I considered the dereplicate option, but I was afraid it would introduce more problems than it solved.

I split the files by species before uchime and ran it as normal on each set of files. I still had a problem with uchime going wild and removing several legitimate OTUs from this one species. The other three species all had the typical (for me) few hundred chimeras. The fourth had thousands. There are no indications that the fourth has any innate quality issues. I’m not sure what the problem is, unless there is just a particular mix of closely related OTUs that look like chimeras to uchime.

Oddly enough, I realized that this was a problem because uchime didn’t exhibit this behavior the first time I ran the pipeline with all of the barcodes separate all of the way through. Once I determined which samples were too low coverage and which samples were sequenced twice and needed to be combined, I went back and reran the pipeline with the low samples removed and the ones that needed it combined after sff.multiples. That’s when uchime went wonky. This suggests that it’s one of the combined samples that causing the problem, but I’m not sure what to do with that information (obviously I didn’t want to throw those out).

I switched over to using the silva reference for uchime, which returned the expected few hundred chimeras. I guess I will have to change over.
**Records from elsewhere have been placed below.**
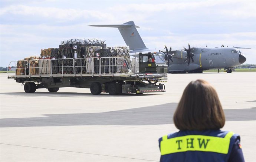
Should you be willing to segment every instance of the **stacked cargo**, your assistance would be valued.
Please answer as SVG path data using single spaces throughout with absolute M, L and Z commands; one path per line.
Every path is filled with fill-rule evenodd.
M 39 64 L 42 68 L 40 70 L 41 74 L 47 74 L 50 72 L 51 60 L 52 59 L 52 72 L 53 74 L 58 74 L 59 71 L 59 64 L 56 59 L 59 58 L 59 48 L 49 48 L 41 50 L 41 55 L 39 59 Z
M 125 72 L 130 64 L 129 58 L 129 47 L 107 47 L 104 41 L 99 39 L 71 39 L 62 41 L 59 48 L 41 50 L 39 58 L 29 57 L 19 61 L 16 73 L 20 75 L 29 72 L 30 75 L 73 74 L 75 65 L 76 74 L 99 73 L 100 62 L 102 73 Z M 30 67 L 26 66 L 24 60 L 29 62 Z M 25 67 L 29 68 L 25 69 Z
M 38 61 L 36 60 L 38 59 L 37 56 L 33 56 L 18 61 L 15 72 L 16 75 L 19 75 L 38 74 Z
M 86 47 L 88 46 L 99 46 L 105 47 L 106 44 L 101 40 L 95 39 L 71 39 L 66 41 L 62 41 L 59 45 L 59 55 L 62 58 L 74 59 L 86 57 Z M 85 65 L 84 60 L 83 63 L 78 61 L 75 63 L 76 66 Z M 73 73 L 72 67 L 73 60 L 67 59 L 63 62 L 63 71 L 65 73 Z M 81 68 L 76 69 L 77 73 L 81 72 Z

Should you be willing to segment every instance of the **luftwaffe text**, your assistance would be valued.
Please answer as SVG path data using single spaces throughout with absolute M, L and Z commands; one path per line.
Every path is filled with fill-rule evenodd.
M 221 55 L 221 53 L 209 53 L 208 54 L 208 55 L 209 56 L 211 56 L 211 55 Z

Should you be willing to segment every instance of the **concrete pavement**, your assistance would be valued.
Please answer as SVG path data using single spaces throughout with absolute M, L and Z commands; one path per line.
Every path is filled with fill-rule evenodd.
M 246 161 L 256 161 L 256 72 L 168 74 L 167 92 L 91 95 L 23 86 L 0 74 L 1 161 L 158 161 L 158 138 L 177 131 L 173 112 L 187 85 L 205 80 L 216 89 L 226 122 L 240 135 Z

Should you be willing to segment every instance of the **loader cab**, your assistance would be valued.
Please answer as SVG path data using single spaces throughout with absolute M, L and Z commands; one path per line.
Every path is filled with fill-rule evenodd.
M 140 72 L 167 73 L 167 65 L 161 54 L 140 53 L 139 58 Z

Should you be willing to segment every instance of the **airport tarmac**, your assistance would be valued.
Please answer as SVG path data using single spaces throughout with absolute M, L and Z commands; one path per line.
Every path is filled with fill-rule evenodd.
M 166 92 L 94 95 L 62 88 L 35 93 L 0 74 L 1 161 L 158 161 L 158 139 L 172 121 L 186 86 L 202 79 L 215 88 L 222 129 L 239 134 L 246 162 L 256 161 L 256 72 L 168 75 Z

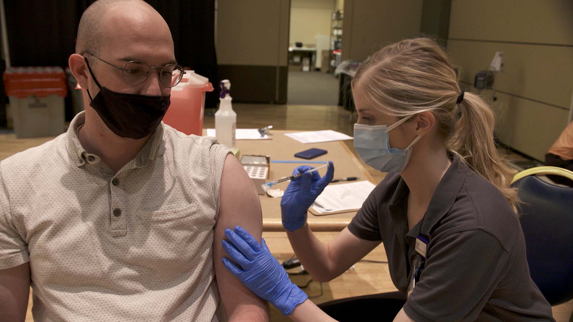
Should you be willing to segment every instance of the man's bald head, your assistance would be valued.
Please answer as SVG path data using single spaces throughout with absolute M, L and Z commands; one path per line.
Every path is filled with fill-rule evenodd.
M 131 8 L 134 11 L 148 11 L 159 15 L 153 7 L 143 0 L 97 0 L 88 7 L 81 15 L 77 28 L 76 53 L 82 50 L 88 50 L 96 54 L 99 53 L 105 41 L 104 22 L 106 14 L 110 9 L 118 6 L 127 7 L 128 10 Z

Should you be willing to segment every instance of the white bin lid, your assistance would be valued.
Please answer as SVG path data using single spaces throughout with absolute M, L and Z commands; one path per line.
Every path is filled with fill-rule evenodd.
M 181 81 L 172 88 L 171 91 L 181 91 L 185 87 L 203 88 L 209 82 L 209 78 L 196 73 L 194 70 L 185 70 Z

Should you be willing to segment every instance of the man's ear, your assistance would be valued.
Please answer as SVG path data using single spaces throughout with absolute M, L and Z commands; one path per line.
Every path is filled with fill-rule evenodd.
M 416 122 L 415 133 L 417 135 L 422 136 L 431 131 L 435 124 L 435 117 L 431 112 L 422 112 L 418 115 L 415 121 Z
M 79 54 L 72 54 L 68 60 L 72 74 L 82 88 L 88 88 L 88 66 L 83 56 Z

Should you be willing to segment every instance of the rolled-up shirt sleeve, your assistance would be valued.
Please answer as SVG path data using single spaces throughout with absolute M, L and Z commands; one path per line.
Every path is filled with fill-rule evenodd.
M 6 269 L 28 261 L 28 245 L 12 222 L 7 192 L 0 169 L 0 269 Z
M 414 321 L 475 320 L 509 258 L 498 239 L 481 229 L 435 241 L 405 312 Z

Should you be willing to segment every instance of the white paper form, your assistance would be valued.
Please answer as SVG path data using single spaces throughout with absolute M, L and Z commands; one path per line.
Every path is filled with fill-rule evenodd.
M 214 136 L 216 132 L 214 128 L 207 129 L 207 136 Z M 269 136 L 261 136 L 258 129 L 256 128 L 238 128 L 235 130 L 235 140 L 269 140 Z
M 369 181 L 327 186 L 312 207 L 319 214 L 360 209 L 375 187 Z
M 353 139 L 352 136 L 332 129 L 285 133 L 285 135 L 302 143 L 318 143 L 342 140 L 352 140 Z

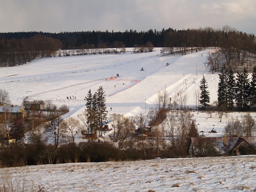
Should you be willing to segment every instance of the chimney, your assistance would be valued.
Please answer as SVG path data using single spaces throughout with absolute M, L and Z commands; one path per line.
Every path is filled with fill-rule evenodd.
M 224 141 L 223 142 L 224 146 L 226 146 L 227 145 L 227 136 L 226 135 L 224 135 L 224 138 L 223 139 Z

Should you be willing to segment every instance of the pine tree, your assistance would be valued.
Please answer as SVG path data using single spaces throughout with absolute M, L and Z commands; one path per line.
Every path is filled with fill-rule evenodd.
M 238 72 L 236 76 L 236 103 L 238 107 L 242 110 L 247 110 L 250 106 L 250 84 L 248 78 L 248 73 L 245 68 L 242 73 Z
M 86 110 L 87 121 L 86 123 L 88 124 L 88 128 L 90 127 L 91 129 L 91 133 L 97 132 L 97 129 L 96 127 L 95 122 L 97 122 L 96 119 L 96 108 L 94 107 L 93 97 L 92 94 L 91 89 L 88 92 L 87 97 L 85 97 L 86 100 L 85 106 L 87 109 Z
M 191 122 L 190 125 L 189 126 L 188 132 L 188 136 L 189 138 L 199 137 L 199 134 L 198 133 L 198 129 L 197 129 L 196 125 L 196 123 L 195 123 L 195 120 L 193 120 Z
M 208 104 L 210 102 L 210 97 L 209 91 L 207 90 L 208 89 L 207 83 L 204 75 L 203 75 L 203 78 L 200 82 L 200 86 L 199 88 L 201 91 L 199 102 L 201 105 L 205 108 L 206 106 L 209 105 Z
M 91 89 L 88 91 L 87 97 L 85 97 L 85 100 L 86 101 L 85 106 L 87 110 L 91 109 L 92 105 L 92 94 Z
M 231 69 L 224 65 L 219 74 L 220 82 L 218 87 L 219 106 L 232 109 L 234 107 L 235 85 L 235 76 Z
M 100 130 L 101 130 L 101 134 L 100 132 L 100 135 L 102 136 L 102 130 L 103 128 L 102 124 L 107 120 L 107 115 L 108 111 L 107 110 L 105 97 L 105 92 L 103 91 L 103 87 L 100 86 L 97 90 L 97 113 L 99 120 Z
M 250 87 L 250 105 L 256 107 L 256 66 L 253 67 Z

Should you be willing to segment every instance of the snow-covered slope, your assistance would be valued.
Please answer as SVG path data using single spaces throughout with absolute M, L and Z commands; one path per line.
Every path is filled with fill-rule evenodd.
M 0 173 L 12 178 L 14 186 L 24 181 L 27 189 L 39 185 L 47 191 L 255 191 L 255 157 L 45 165 L 1 169 Z
M 158 92 L 165 88 L 172 101 L 178 92 L 186 91 L 187 106 L 192 108 L 196 107 L 194 92 L 199 90 L 203 74 L 208 82 L 211 103 L 217 100 L 218 76 L 212 74 L 204 64 L 208 53 L 213 51 L 164 56 L 160 48 L 156 48 L 150 52 L 128 51 L 124 54 L 39 59 L 23 65 L 0 68 L 0 87 L 8 91 L 14 105 L 21 105 L 26 97 L 51 100 L 58 107 L 66 104 L 70 111 L 64 118 L 76 117 L 82 113 L 88 91 L 91 89 L 93 93 L 100 86 L 105 92 L 109 114 L 127 116 L 143 114 L 155 107 Z M 144 70 L 140 70 L 142 68 Z M 119 77 L 110 79 L 118 74 Z M 75 96 L 76 99 L 67 99 L 70 96 L 72 99 Z M 220 132 L 215 136 L 221 134 L 231 115 L 234 117 L 240 115 L 234 113 L 224 116 L 222 122 L 219 123 L 216 113 L 209 118 L 206 113 L 192 112 L 199 124 L 199 131 L 214 128 Z

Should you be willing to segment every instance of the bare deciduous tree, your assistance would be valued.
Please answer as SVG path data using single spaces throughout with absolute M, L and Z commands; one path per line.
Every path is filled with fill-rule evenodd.
M 81 124 L 78 119 L 74 117 L 69 116 L 64 120 L 62 124 L 62 126 L 67 129 L 70 132 L 73 143 L 75 143 L 75 139 L 76 135 L 81 129 Z
M 134 129 L 134 127 L 128 117 L 120 114 L 114 113 L 110 115 L 110 119 L 112 121 L 111 124 L 114 129 L 112 139 L 118 142 L 120 148 L 125 149 L 128 147 L 127 141 L 127 137 Z
M 0 89 L 0 104 L 6 105 L 10 103 L 9 92 L 5 89 Z
M 181 109 L 184 108 L 188 100 L 186 90 L 182 91 L 182 90 L 180 90 L 177 93 L 176 98 L 179 104 L 180 108 Z

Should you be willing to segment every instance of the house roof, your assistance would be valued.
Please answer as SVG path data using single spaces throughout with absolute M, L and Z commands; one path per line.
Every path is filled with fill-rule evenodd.
M 12 110 L 12 113 L 17 113 L 17 111 L 19 112 L 21 109 L 23 108 L 22 106 L 11 106 L 4 105 L 0 107 L 0 112 L 4 112 L 4 108 L 5 108 L 9 107 Z
M 141 128 L 141 127 L 139 127 L 135 131 L 135 132 L 136 133 L 141 133 L 142 130 L 144 132 L 145 131 L 151 131 L 151 127 L 144 127 Z
M 217 151 L 219 151 L 220 155 L 224 155 L 227 151 L 232 150 L 243 141 L 245 141 L 256 149 L 256 137 L 227 137 L 226 140 L 226 144 L 225 146 L 224 137 L 194 137 L 191 138 L 191 145 L 194 155 L 198 155 L 196 154 L 196 150 L 195 150 L 197 143 L 201 143 L 209 141 Z

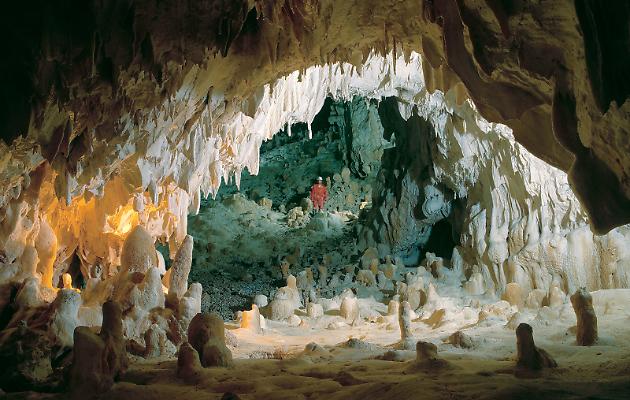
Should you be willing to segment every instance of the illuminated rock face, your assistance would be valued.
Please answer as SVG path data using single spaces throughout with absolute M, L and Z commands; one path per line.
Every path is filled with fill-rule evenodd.
M 461 272 L 474 272 L 468 286 L 475 293 L 502 292 L 508 283 L 524 296 L 630 283 L 628 228 L 596 237 L 588 225 L 607 231 L 630 218 L 628 88 L 614 71 L 598 75 L 610 72 L 602 68 L 613 58 L 627 65 L 627 49 L 611 54 L 603 45 L 611 33 L 598 23 L 615 16 L 614 6 L 556 2 L 480 12 L 469 1 L 322 0 L 295 4 L 294 19 L 279 2 L 251 8 L 235 1 L 229 9 L 177 3 L 139 4 L 124 18 L 86 5 L 70 11 L 86 21 L 72 32 L 13 21 L 35 35 L 11 43 L 16 54 L 30 49 L 41 57 L 8 63 L 15 74 L 0 78 L 23 78 L 0 83 L 11 99 L 0 106 L 0 130 L 9 138 L 0 142 L 0 283 L 22 284 L 23 304 L 51 303 L 55 277 L 76 255 L 87 282 L 79 314 L 123 292 L 119 300 L 138 306 L 125 331 L 143 336 L 143 307 L 161 303 L 148 295 L 157 295 L 151 268 L 160 260 L 146 245 L 127 257 L 134 228 L 146 230 L 147 244 L 160 240 L 175 254 L 201 196 L 216 193 L 222 178 L 238 182 L 244 168 L 256 173 L 261 142 L 285 125 L 310 123 L 327 95 L 395 97 L 397 143 L 427 155 L 414 155 L 426 165 L 392 170 L 402 190 L 378 204 L 388 217 L 364 232 L 366 246 L 406 251 L 415 243 L 403 240 L 457 212 Z M 30 11 L 24 15 L 52 18 Z M 353 18 L 365 15 L 392 24 Z M 118 19 L 127 30 L 110 23 Z M 217 30 L 221 21 L 230 29 Z M 627 41 L 627 25 L 611 24 L 615 43 Z M 371 125 L 376 115 L 364 117 Z M 372 146 L 371 139 L 356 148 Z M 382 145 L 379 151 L 390 146 Z M 564 170 L 573 165 L 570 178 L 525 148 Z M 375 160 L 362 161 L 372 168 Z M 409 173 L 420 166 L 430 166 L 428 179 Z M 136 256 L 134 273 L 115 283 Z M 186 291 L 177 280 L 179 298 Z M 185 320 L 197 297 L 184 295 Z M 168 326 L 171 317 L 160 321 Z

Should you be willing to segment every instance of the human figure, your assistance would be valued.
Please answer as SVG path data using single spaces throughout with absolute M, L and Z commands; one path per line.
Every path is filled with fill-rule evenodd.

I would second the dereplicate approach. We have the same problem with antibiotic treated mice where abundant bugs become rare and rare abundant and frequently get good sequences trashed if we don’t use this approach.


So in your experience dereplication provides better results than just using the silva reference? Thanks!

I wouldn’t suggest using silva.bacteria.fasta as there might actually be chimeras in there that we don’t know about. I’d use the denovo approach where you provide a count_table or names file. Alternatively use the silva-aligned gold file.